After a long pause she unlocked it.
“Christ, you look as if a train’s hit you.” He’d never seen her so gray.
“I went to James Benson yesterday.”
“So I hear. Are we expecting quads?”
“Don’t you dare be flip,” she hissed. “I’ve got gonorrhea.”
“Really,” drawled Rupert, his dark blue eyes suddenly taking on that opaque look. “You must be more careful who you leap into bed with in future.”
“Stop it, stop it,” screamed Helen. “You know perfectly well I haven’t slept with anyone but you.”
“I don’t know that at all,” said Rupert coldly. “I see little enough of you, and your extreme reluctance to come on any of my trips abroad would rather suggest the contrary.”
“You bastard,” yelled Helen. “You caught it from one of your disgusting whores.”
“Oh, come on. You’ve got absolutely no proof. I’ve certainly got the clap. I was treated for it in Hamburg — those German clinics are like Sainsbury’s on a Saturday morning — but I caught it from you.”
“Don’t put that number on me. I’ve never looked at another man since I married you.”
“What about Dino Ferranti?” said Rupert softly. “He’s been in England for six weeks. Rumor has it he spends most of his nights on away fixtures.”
“I haven’t been near Dino or anyone else,” said Helen. “You gave it me and you know it.
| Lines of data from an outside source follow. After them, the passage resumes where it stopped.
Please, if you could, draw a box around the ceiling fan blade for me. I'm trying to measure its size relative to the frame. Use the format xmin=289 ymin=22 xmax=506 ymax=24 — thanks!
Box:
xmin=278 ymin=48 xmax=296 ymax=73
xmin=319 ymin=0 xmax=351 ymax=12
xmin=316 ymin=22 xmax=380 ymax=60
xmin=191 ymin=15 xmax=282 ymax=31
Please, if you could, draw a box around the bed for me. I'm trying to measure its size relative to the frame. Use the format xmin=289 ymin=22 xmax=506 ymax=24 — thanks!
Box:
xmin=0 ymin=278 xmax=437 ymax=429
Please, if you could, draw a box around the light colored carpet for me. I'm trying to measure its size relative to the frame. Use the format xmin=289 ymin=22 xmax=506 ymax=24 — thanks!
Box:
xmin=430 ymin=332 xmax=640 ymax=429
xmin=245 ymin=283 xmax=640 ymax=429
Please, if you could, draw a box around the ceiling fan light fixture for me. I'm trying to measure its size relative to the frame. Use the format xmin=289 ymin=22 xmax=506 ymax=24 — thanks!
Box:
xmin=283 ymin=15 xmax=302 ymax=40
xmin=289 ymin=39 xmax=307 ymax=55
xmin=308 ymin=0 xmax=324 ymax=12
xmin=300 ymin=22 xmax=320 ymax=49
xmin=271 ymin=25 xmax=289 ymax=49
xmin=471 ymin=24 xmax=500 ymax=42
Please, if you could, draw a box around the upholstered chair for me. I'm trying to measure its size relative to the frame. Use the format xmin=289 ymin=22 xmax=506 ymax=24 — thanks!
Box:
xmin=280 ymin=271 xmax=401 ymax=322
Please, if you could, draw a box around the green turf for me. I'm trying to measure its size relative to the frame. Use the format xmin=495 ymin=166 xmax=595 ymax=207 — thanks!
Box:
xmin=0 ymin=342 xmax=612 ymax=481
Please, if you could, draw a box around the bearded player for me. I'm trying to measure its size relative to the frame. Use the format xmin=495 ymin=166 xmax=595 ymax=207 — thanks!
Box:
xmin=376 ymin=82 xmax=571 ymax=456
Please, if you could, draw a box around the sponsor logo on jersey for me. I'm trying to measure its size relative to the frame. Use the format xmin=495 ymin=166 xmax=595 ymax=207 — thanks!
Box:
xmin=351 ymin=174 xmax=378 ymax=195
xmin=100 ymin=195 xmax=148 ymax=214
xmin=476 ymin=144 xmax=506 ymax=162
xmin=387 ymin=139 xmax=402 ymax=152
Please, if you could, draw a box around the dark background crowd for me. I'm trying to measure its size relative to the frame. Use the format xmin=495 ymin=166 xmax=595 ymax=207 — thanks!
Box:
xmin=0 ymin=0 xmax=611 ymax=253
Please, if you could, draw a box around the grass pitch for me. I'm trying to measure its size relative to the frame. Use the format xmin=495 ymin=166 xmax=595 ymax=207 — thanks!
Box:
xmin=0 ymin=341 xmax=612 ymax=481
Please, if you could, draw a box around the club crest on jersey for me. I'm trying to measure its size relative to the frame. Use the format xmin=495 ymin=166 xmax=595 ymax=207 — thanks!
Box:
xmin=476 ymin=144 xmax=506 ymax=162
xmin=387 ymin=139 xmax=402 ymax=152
I’m leaving you and I’m taking the children.”
“You can take Marcus,” yelled Rupert, “but if you lay a finger on Tab, I’ll fight you in every court in this country.”
This was the final straw. Maddened, Helen tried to lash out at him, but Rupert dodged back and only the ends of her long colorless nails caught his cheek. The next moment the door opened.
It was Marcus, red hair ruffled, eyes huge with terror, pajama top falling off.
“Thtop thouting, Daddy, please thtop thouting.”
Tabitha toddled in after him, wearing only the top half of her pajamas, nappy discarded.